B.     Gejala Klinik.
Masa inkubasi Demam Berdarah Hanta secara umum adalah antara 9 – 33 hari dengan dibagi 4 fase pada HFRS dan 3 fase pada HPS.
Fase demam, hampir semua penderita merasakan demam dan dapat mencapai suhu 40 derajat selsius, menggigil, nyeri perut dan badan lemah, terjadi flushing pada kulit muka, leher dan kepala, timbul petechiae (mirip dengan demam berdarah dengue), bisa juga timbul perdarahan pada konjuntiva mata (mirip dengan leptospirosis). Fase ini berlangsung 4-6 hari.
Fase hipotensi
Fase oliguri, dengan kecenderungan air seninya berdarah, edema paru yang bisa saja berakhir dengan kematian akibat syok dan gagal ginjal.

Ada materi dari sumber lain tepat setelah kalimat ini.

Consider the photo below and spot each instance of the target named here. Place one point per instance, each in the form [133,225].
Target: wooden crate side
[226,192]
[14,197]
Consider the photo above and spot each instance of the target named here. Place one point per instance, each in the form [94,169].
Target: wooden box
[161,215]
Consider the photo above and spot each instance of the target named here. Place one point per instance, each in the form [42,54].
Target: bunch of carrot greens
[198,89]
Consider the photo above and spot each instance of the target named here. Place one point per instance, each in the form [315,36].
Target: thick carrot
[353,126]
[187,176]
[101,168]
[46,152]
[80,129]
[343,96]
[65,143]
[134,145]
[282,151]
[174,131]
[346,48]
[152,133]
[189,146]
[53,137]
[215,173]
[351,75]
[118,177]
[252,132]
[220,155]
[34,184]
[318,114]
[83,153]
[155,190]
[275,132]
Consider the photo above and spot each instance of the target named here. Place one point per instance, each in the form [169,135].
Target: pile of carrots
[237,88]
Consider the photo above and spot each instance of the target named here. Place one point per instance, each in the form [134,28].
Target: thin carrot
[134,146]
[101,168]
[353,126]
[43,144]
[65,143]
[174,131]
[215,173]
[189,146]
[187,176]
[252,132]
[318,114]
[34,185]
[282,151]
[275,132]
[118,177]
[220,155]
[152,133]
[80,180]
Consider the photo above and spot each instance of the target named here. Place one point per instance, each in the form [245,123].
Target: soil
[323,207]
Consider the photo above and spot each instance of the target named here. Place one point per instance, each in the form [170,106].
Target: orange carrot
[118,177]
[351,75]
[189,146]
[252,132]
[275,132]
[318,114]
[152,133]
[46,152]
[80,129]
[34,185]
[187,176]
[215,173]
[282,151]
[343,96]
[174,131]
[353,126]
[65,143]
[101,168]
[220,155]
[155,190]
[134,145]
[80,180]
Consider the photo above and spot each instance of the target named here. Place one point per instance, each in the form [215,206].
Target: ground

Fase diuretik, volume air seni yang dapat mencapai 3-6 liter/hari (setelah fase oliguri berakhir), timbul dehidrasi berat yang dapat menyebabkan syok berat dan berakhir juga dengan kematian. Fase ini timbul pada hari ke 12-14 hari selama 2-3 minggu.
C.    Pemeriksaan laboratorium
Pemeriksaan secara khusus yang berguna secara klinis adalah ELISA, Uji IgM capture ELISA, HTN IgG EIA test. Disamping pemeriksaan darah rutin lainnya.
D.    Pemeriksaan Penunjang
Pemeriksaan yang sangat membantu adalah pemeriksaan foto toraks dan rekam jantung (EKG).
E.     Pengobatan Demam Berdarah Hanta
Pengobatan spesifik terhadap virus Hanta sampai saat ini belum ada, yang dilakukan hanyalah memberikan pengobatan suportif dan simtomatis seperti rehidrasi dan penanganan gagal nafas. Beberapa hal yang perlu diperhatikan adalah:
  1. Penerapan Universal Caution secara sempurna di ruang perawatan
  2. Pengobatan suportif umumnya dilakukan termasuk pemantauan hemodinamik, dengan pemasangan line arteria dan kateter arteri pulmonalis
  3. Pembatasan cairan, walaupun secara faktual adanya hemokonsentrasi dan hipotensi. Hal ini mengingat bahwa kelebihan cairan akan memperburuk insufisiensi respirasi, yang berakibat meningkatnya kebocoran vaskuler yang akhirnya cairan masuk ke dalam jaringan paru.
  4. Suplemen oksigen melalui hidung atau dengan masker venturi atau mungkin juga menggunakan alat ventilator bila terjadi insufisiensi respirasi berat.
  5. Vasopressor dianjurkan untuk memperbaiki hipotensi, misalnya dobutamin
  6. Antibiotika, dapat diberikan dengan tujuan untuk menanggulangi infeksi sekunder, bila ada demam dan sesak nafas, sering diberikan golongan sefalosporin dan aminoglikosida.
  7. Ribavirin intravena dapat diberikan dengan dosis 1 gram, tiap 6 jam, tetapi bukti nyata perbaikan penyakitnya masih kontroversi dan disamping itu obat Ribavirin ini masih langka dan belum tentu ada tersedia. 
  8. Sebaiknya penderita Demam Berdarah Hanta tipe HPS ini dirawat di ruang ICU, bila terjadi gagal nafas akibat Acute Respiratory Distres Syndrome (ARDS).